Note: I use a date difference of 2 since 1 surfaced a fair amount of releases that happen around midnight, so span two days. I didn’t want to change my queries to do second-difference-precision date math since it wasn’t relevant to my queries and I was a little lazy.

So while open-endedness is possible, the worst offenders I could find were at most 30 days.

  1. In recent time, what are some of the projects that exhibit adding uploads after the initial release?
warehouse=> SELECT
    MAX(f.upload_time) AS most_recent_file_date,
    p.name AS project_name,
    r.version AS release_version,
    DATE_PART('day', f.upload_time) - DATE_PART('day', r.created) AS days_apart
FROM
    projects p
    INNER JOIN releases r ON r.project_id = p.id
    INNER JOIN release_files f ON f.release_id = r.id
WHERE
    DATE_PART('day', f.upload_time) - DATE_PART('day', r.created) > 2
GROUP BY 2, 3, 4
ORDER BY 1 DESC, 4 DESC, 2, 3
LIMIT 10;
   most_recent_file_date    |     project_name     | release_version | days_apart
----------------------------+----------------------+-----------------+------------
 2024-01-31 22:17:17.33082  | cybotrade-indicators | 0.0.7           |         22
 2024-01-31 22:11:14.91034  | crosspy              | 0.0.0a3.dev74   |         26
 2024-01-31 22:01:20.637333 | libroadrunner        | 2.5.0           |         17
 2024-01-31 19:58:18.50832  | temporian            | 0.7.0           |         19
 2024-01-31 17:14:49.46431  | topoly               | 1.0.3           |         12
 2024-01-31 15:48:17.348508 | numexpr              | 2.9.0           |          5
 2024-01-31 10:02:09.885435 | autoai-libs          | 1.16.2          |          9
 2024-01-31 07:03:12.093301 | rqfactor             | 1.3.16          |         19
 2024-01-31 06:23:15.471182 | clika-inference      | 0.0.0           |          7
 2024-01-31 06:23:13.950191 | clika-compression    | 0.0.0           |          7

Feel free to dig into why some of these have these behaviors.

  1. How many projects overall exhibit this pattern?
warehouse=> SELECT
    COUNT(DISTINCT p.id) AS num_projects
FROM
    projects p
    INNER JOIN releases r ON r.project_id = p.id
    INNER JOIN release_files f ON f.release_id = r.id
WHERE
    DATE_PART('day', f.upload_time) - DATE_PART('day', r.created) > 2;
 num_projects
--------------
         8715

Anyhow, I’m not weighing in on the merits or risks of open-ended releases, but I often like to have some data handy when trying to understand the scope.

11 Likes

I couldnt say what is wrong with the query, but the first at least is certainly giving the wrong answer

eg PyYAML · PyPI shows uploads ranging from Jul 18 to Jan 18, which is much more than 30 days

2 Likes

For the Pillow project, we have at least once had an occasion when the CI failed to build a subset of wheels. Rather than delaying the release, we released the majority of the wheels that built successfully, then figured out and fixed the rest, and uploaded those later.
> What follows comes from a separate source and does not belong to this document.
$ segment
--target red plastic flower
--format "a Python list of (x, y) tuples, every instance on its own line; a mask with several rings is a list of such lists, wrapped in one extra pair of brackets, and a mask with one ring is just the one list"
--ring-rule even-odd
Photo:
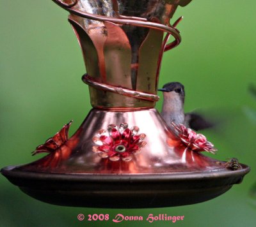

A bit more common, we’ve sometimes found problem with a badly compiled wheel after release, and then uploaded a fixed version with a build number.

Why not a patch release? For one, we might not want to ping everyone with a “new” release, when there’s no functional changes, and for most people, the binaries haven’t changed either.

Also, previously our release process had some manual steps. At one point, we had one person who built the Windows wheels, so had to pause the release to wait for them. All this made new releases quite slow and hefty process compared to uploading new files to an existing release.

Our next release will be fully automated using the excellent cibuildwheel and Trusted Publishing to deploy from CI to PyPI, so new patch releases should be much easier, but I still have some concern about using 34 hours of CI time to build, uploading 22 MB of 50 wheels to PyPI, and pinging a new release.

10 Likes

You’re right, and thanks for poking through my assumptions! I’ll have to fix the query and run through them again.

1 Like

I spent some time trying to use the distribution_metadata table in the public BigQuery set, so that anyone else could query/verify, but there’s some curiosities in there, likely due to project name transfers over time, so I abandoned that approach.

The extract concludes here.